Tomboy (2011)
***/****
starring Zoé Héran, Jeanne Disson, Malonn Lévana, Sophie Cattani, Mathieu Demy
written and directed by Céline Sciamma
by Angelo Muredda “It suits you.” So Lisa (Jeanne Disson) tells her new crush, Mikael (Zoé Héran), after she’s given him a lipstick-and-rouge makeover. What Lisa doesn’t know is that Mikael is nominally Laure, a 10-year-old girl who’s just moved into the neighbourhood and is more interested in donning baggy pants and stretched shirts to play soccer with the local ruffians than in wearing the feminine outfits her mother (Sophie Cattani) hangs in her closet.

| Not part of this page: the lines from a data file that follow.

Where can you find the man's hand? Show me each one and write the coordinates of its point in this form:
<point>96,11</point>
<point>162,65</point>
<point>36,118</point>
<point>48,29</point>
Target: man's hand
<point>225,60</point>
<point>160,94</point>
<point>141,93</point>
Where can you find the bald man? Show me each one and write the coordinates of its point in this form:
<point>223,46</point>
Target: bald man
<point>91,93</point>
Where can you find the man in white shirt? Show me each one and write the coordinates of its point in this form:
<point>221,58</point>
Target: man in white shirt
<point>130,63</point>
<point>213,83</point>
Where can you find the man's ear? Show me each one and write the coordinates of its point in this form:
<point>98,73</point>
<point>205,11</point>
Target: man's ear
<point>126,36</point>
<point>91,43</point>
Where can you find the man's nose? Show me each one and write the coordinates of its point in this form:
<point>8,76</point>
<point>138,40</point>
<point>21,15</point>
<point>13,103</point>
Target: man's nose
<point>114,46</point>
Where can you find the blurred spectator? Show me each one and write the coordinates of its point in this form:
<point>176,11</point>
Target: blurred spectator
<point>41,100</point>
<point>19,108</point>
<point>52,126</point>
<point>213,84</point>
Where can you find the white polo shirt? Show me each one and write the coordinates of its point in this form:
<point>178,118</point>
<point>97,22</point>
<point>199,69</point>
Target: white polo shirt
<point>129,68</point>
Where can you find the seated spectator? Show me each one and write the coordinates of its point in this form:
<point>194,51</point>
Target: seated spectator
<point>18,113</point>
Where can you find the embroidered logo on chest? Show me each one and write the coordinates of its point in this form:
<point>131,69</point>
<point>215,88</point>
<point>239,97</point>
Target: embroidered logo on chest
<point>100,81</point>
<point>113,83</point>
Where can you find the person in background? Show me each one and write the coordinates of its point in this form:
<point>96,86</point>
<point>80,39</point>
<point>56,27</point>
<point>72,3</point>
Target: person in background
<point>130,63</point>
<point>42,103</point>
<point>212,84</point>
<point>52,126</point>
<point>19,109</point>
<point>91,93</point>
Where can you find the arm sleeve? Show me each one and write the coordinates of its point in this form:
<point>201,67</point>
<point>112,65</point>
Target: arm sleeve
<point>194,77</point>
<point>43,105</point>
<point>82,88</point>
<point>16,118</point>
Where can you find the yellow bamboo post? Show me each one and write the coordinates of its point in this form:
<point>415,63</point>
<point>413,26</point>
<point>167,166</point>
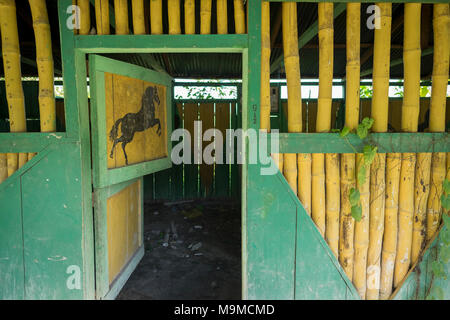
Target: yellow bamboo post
<point>189,16</point>
<point>265,65</point>
<point>102,16</point>
<point>323,122</point>
<point>393,166</point>
<point>44,60</point>
<point>13,82</point>
<point>137,7</point>
<point>121,14</point>
<point>156,26</point>
<point>239,17</point>
<point>379,113</point>
<point>347,223</point>
<point>85,17</point>
<point>222,18</point>
<point>292,64</point>
<point>437,112</point>
<point>173,7</point>
<point>410,118</point>
<point>205,16</point>
<point>361,242</point>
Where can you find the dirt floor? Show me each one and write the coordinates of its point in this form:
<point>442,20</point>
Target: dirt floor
<point>192,251</point>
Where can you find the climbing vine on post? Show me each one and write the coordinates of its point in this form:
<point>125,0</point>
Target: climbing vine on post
<point>369,152</point>
<point>438,266</point>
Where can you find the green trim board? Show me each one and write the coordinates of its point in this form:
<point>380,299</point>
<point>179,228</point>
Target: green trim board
<point>101,195</point>
<point>161,43</point>
<point>386,142</point>
<point>103,176</point>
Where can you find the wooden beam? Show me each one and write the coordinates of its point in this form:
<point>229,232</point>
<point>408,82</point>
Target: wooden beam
<point>310,33</point>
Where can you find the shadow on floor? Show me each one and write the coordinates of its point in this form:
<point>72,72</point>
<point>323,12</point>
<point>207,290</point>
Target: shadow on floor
<point>192,251</point>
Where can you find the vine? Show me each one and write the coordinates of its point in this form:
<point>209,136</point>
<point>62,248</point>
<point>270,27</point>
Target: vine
<point>369,152</point>
<point>443,258</point>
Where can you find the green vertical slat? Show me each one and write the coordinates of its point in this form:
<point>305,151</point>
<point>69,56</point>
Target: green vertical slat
<point>11,244</point>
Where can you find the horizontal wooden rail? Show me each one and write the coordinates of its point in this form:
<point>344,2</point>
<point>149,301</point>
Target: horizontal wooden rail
<point>162,43</point>
<point>386,142</point>
<point>29,141</point>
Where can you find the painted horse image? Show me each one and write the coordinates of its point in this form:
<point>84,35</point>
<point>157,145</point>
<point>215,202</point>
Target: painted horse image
<point>136,122</point>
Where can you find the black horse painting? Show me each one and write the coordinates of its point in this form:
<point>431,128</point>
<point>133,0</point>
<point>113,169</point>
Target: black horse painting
<point>136,122</point>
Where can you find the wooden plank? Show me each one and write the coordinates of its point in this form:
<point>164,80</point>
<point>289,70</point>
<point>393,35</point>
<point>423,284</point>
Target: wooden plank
<point>222,171</point>
<point>206,111</point>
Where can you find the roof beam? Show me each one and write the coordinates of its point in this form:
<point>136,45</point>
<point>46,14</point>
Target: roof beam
<point>310,33</point>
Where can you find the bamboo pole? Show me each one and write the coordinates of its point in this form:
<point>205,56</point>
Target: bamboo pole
<point>347,223</point>
<point>379,113</point>
<point>393,166</point>
<point>189,16</point>
<point>323,122</point>
<point>102,16</point>
<point>205,16</point>
<point>3,167</point>
<point>265,66</point>
<point>292,63</point>
<point>156,17</point>
<point>410,117</point>
<point>13,82</point>
<point>437,112</point>
<point>222,18</point>
<point>174,16</point>
<point>121,14</point>
<point>137,7</point>
<point>239,17</point>
<point>85,17</point>
<point>44,60</point>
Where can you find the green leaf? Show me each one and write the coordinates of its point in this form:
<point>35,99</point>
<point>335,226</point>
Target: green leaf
<point>362,174</point>
<point>438,269</point>
<point>357,212</point>
<point>354,197</point>
<point>447,186</point>
<point>369,153</point>
<point>444,254</point>
<point>345,131</point>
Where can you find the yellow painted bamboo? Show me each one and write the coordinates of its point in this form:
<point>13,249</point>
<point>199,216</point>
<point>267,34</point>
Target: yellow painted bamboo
<point>410,118</point>
<point>437,112</point>
<point>85,17</point>
<point>393,166</point>
<point>292,64</point>
<point>121,15</point>
<point>205,16</point>
<point>434,207</point>
<point>102,16</point>
<point>189,16</point>
<point>323,122</point>
<point>222,18</point>
<point>348,180</point>
<point>265,66</point>
<point>3,167</point>
<point>379,113</point>
<point>156,17</point>
<point>421,191</point>
<point>239,17</point>
<point>137,7</point>
<point>361,241</point>
<point>174,16</point>
<point>333,202</point>
<point>13,83</point>
<point>44,60</point>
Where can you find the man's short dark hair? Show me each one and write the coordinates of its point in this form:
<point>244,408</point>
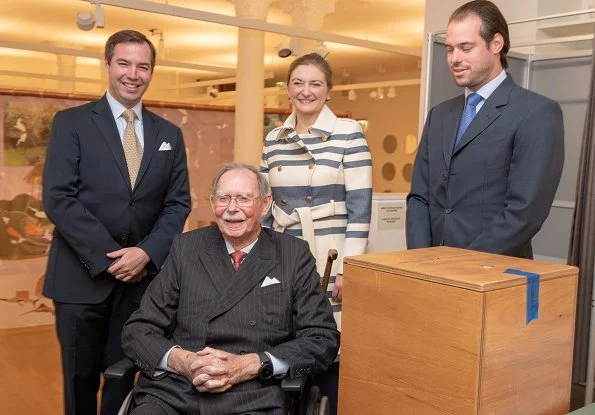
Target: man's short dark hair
<point>124,36</point>
<point>492,22</point>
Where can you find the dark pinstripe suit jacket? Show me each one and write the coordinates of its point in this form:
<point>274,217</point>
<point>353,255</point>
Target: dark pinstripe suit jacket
<point>198,300</point>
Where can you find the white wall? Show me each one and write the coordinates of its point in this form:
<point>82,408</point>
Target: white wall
<point>436,19</point>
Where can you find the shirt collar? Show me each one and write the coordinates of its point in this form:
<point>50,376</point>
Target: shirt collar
<point>324,124</point>
<point>487,90</point>
<point>118,109</point>
<point>245,249</point>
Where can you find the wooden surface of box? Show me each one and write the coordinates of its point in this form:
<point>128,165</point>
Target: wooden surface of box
<point>444,331</point>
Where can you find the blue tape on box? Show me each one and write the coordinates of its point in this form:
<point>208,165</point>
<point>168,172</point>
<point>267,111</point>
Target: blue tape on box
<point>532,292</point>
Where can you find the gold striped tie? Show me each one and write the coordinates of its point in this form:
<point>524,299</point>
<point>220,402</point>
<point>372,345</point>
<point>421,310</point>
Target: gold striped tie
<point>132,149</point>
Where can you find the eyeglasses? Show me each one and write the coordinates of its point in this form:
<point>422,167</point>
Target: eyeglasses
<point>225,200</point>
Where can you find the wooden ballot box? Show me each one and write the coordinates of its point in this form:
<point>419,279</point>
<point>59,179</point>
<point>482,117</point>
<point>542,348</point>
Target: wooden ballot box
<point>450,331</point>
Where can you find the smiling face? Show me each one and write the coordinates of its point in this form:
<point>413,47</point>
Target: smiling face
<point>472,62</point>
<point>308,90</point>
<point>129,72</point>
<point>240,225</point>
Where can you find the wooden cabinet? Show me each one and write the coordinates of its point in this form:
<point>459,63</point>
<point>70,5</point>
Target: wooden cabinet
<point>444,331</point>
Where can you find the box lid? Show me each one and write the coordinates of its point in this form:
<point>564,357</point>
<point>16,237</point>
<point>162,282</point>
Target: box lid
<point>478,271</point>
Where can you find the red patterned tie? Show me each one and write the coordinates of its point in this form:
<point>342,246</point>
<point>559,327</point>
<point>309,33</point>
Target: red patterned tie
<point>238,257</point>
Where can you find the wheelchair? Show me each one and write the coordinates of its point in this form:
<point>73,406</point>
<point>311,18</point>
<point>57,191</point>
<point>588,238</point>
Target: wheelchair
<point>303,397</point>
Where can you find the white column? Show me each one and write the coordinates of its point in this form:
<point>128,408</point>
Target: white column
<point>249,125</point>
<point>66,68</point>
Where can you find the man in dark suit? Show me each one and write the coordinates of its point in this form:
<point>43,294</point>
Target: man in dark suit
<point>211,339</point>
<point>489,162</point>
<point>117,190</point>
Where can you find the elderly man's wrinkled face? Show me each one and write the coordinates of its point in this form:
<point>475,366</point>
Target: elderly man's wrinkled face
<point>239,207</point>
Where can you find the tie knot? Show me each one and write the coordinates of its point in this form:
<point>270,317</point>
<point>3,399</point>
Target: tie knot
<point>473,99</point>
<point>129,115</point>
<point>238,257</point>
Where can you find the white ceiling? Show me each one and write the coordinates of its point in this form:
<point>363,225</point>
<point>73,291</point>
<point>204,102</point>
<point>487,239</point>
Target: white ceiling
<point>39,24</point>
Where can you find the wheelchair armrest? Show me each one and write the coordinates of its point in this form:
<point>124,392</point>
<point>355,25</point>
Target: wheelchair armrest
<point>121,369</point>
<point>296,384</point>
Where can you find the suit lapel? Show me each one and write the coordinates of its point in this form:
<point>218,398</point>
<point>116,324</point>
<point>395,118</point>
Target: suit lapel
<point>258,263</point>
<point>449,128</point>
<point>488,113</point>
<point>104,120</point>
<point>216,261</point>
<point>150,131</point>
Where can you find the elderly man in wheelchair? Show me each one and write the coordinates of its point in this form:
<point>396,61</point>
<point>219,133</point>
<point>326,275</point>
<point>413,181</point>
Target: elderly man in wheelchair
<point>235,310</point>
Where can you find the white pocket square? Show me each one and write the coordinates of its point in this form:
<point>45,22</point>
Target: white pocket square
<point>165,146</point>
<point>269,281</point>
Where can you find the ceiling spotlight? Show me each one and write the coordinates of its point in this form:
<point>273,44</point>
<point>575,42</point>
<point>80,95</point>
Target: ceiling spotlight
<point>86,21</point>
<point>322,50</point>
<point>213,91</point>
<point>283,49</point>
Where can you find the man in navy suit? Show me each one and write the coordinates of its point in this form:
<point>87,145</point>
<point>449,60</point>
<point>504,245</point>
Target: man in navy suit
<point>489,161</point>
<point>215,333</point>
<point>116,187</point>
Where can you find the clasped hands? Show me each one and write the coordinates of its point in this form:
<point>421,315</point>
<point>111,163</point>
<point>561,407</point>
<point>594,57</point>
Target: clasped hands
<point>212,370</point>
<point>129,264</point>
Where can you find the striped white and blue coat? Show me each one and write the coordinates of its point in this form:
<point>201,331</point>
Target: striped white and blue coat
<point>322,187</point>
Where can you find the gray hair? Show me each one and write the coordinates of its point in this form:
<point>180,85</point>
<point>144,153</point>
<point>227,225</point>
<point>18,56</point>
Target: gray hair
<point>264,189</point>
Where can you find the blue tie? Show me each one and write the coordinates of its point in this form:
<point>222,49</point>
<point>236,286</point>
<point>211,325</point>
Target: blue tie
<point>468,114</point>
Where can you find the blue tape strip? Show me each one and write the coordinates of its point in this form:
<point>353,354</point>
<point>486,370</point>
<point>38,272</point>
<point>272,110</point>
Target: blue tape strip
<point>532,292</point>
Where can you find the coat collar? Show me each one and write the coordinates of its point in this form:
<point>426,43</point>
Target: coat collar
<point>106,124</point>
<point>261,260</point>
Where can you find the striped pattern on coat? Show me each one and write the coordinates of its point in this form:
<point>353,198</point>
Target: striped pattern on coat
<point>325,178</point>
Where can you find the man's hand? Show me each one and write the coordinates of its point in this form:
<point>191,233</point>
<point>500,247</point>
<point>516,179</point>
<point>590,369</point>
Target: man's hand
<point>129,264</point>
<point>212,370</point>
<point>338,288</point>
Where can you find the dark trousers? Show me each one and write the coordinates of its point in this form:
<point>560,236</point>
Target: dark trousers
<point>89,336</point>
<point>328,382</point>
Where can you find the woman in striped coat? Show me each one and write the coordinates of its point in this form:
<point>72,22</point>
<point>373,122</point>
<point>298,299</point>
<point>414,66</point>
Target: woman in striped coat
<point>320,171</point>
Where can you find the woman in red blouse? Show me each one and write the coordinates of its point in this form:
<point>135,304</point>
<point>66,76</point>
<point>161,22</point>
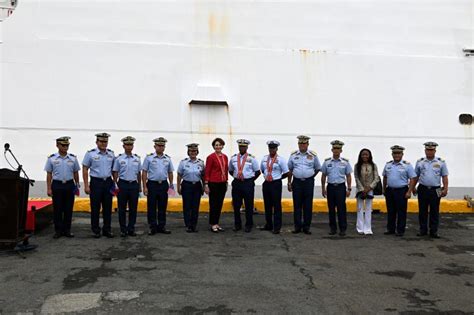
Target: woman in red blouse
<point>215,182</point>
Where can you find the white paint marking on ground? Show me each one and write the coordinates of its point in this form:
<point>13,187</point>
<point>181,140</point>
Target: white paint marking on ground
<point>66,303</point>
<point>120,296</point>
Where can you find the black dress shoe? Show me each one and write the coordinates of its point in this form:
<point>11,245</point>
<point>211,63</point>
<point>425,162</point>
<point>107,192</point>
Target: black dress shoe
<point>68,234</point>
<point>163,231</point>
<point>108,234</point>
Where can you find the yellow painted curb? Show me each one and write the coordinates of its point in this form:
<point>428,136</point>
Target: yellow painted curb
<point>319,205</point>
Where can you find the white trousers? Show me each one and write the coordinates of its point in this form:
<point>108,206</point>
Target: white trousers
<point>364,216</point>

Tomboy, director and screenwriter Céline Sciamma’s poignant and sharply observed follow-up to 2007’s more acerbic Water Lilies, smartly downplays the precarious position Laure is in: trying on a new identity in this foreign environment could be disastrous today, it suggests, but there’s always tomorrow. Sciamma mostly steers clear of the prescriptive aphorisms about girlhood that Catherine Breillat’s recent output trades in. Instead, she gravitates towards the more mundane ambiguity of moments when adolescents who are already in a highly transitional state grow wise to the arbitrary way their identity gets decided for them by accidents of birth and other people’s coercive gestures. You get the sense that Laure is all too conscious of how innocent gifts of dresses–or, for that matter, lipstick–might actually be gender-normative roadmaps, but until an unfortunate last-act revelation, the film doesn’t reach for the polemic; any revelations come only through cinematographer Crystel Fournier’s tight hold on our protagonist.